Privacy Policy

Last update: 8 November 2022

1. Introduction

 

Why and who?

Anecdote cares about privacy and protecting the Personal Data handled by us. This means that we care about your personal integrity and actively work to protect it.


In this Policy we overall describe how and the purposes for which we use your Personal Data as well as what lawful basis we use and what measures we take to protect Personal Data.
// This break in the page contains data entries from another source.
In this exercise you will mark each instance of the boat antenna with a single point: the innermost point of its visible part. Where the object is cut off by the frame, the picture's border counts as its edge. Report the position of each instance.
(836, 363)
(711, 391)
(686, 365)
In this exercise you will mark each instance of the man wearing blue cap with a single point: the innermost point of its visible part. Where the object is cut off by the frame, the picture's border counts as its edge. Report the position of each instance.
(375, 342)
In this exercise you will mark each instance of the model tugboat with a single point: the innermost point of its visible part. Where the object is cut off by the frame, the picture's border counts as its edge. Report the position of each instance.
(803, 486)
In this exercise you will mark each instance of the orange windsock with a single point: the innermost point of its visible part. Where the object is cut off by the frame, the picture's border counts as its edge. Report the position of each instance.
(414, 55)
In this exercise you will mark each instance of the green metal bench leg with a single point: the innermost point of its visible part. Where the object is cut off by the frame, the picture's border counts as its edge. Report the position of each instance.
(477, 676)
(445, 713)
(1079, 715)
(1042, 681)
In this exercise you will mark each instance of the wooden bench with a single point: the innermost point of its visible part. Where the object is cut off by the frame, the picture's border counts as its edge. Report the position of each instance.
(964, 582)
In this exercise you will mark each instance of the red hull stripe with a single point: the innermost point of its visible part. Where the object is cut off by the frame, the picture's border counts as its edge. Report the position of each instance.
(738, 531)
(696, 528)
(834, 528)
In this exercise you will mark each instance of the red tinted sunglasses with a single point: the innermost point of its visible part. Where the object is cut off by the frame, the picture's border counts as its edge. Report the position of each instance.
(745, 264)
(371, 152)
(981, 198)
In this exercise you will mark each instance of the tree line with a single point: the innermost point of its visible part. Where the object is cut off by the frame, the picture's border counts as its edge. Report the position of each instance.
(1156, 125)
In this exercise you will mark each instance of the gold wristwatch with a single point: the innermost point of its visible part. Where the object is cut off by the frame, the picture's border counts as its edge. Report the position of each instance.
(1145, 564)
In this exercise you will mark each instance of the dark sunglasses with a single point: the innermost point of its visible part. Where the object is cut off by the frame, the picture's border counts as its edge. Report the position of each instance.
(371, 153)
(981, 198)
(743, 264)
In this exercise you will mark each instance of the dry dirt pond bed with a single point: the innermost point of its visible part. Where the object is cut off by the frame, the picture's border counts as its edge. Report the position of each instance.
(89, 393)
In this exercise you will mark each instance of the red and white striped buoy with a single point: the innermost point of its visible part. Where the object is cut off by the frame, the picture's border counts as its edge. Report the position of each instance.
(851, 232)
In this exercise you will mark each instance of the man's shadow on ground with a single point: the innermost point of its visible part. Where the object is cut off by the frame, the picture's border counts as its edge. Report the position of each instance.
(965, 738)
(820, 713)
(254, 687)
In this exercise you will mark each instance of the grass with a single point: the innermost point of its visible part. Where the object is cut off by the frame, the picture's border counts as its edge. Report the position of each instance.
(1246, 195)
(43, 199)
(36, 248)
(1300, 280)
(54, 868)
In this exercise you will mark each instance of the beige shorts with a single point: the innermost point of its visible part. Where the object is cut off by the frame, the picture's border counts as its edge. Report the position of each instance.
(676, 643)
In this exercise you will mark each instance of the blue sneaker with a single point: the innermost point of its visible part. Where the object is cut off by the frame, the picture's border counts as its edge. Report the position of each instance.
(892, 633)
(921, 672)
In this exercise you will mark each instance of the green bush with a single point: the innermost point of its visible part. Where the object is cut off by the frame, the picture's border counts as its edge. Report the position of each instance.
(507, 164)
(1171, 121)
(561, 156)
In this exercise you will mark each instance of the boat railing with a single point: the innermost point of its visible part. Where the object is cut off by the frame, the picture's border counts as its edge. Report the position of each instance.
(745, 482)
We also provide information on how you exercise the rights you have linked to our Processing of Personal data.

Anecdote, Inc, ("Anecdote", "we", "us", "our") is the Controller of all Personal Data listed in this Privacy Policy (the "Policy"). 


This Policy provides information on how we handle Personal Data when you communicate with us, visit our website www.anec,app and www.anec.cc or use our products or services (together the "Functions").


The intended recipient of the information provided in this Policy is:

  • Users of the Services

  • Employees of potential customers

  • Employees of existing customers

  • Visitors of our website

 

Definitions

"Applicable Law" refers to the legislation applicable to the Processing of Personal Data, including the GDPR, supplementary national legislation, as well as practices, guidelines and recommendations issued by a national or EU supervisory authority.
 

"Controller" is the company/organization that decides for what purposes and in what way personal data is to be processed and is responsible for the Processing of Personal Data in accordance with Applicable Law.


"Data Subject" is the living, natural person whose Personal Data is being processed.

"Personal Data" is all information relating, directly or indirectly, to an identifiable natural person.


"Processing" means any operation or set of operations which is performed on Personal data, e.g. storage, modification, reading, handover and similar.


"Processor" is the company/organization that processes Personal Data on behalf of the Controller and can therefore only process the Personal Data according to the instructions of the Controller and the Applicable Law.

The definitions above shall apply in the Policy regardless if they are capitalized or not.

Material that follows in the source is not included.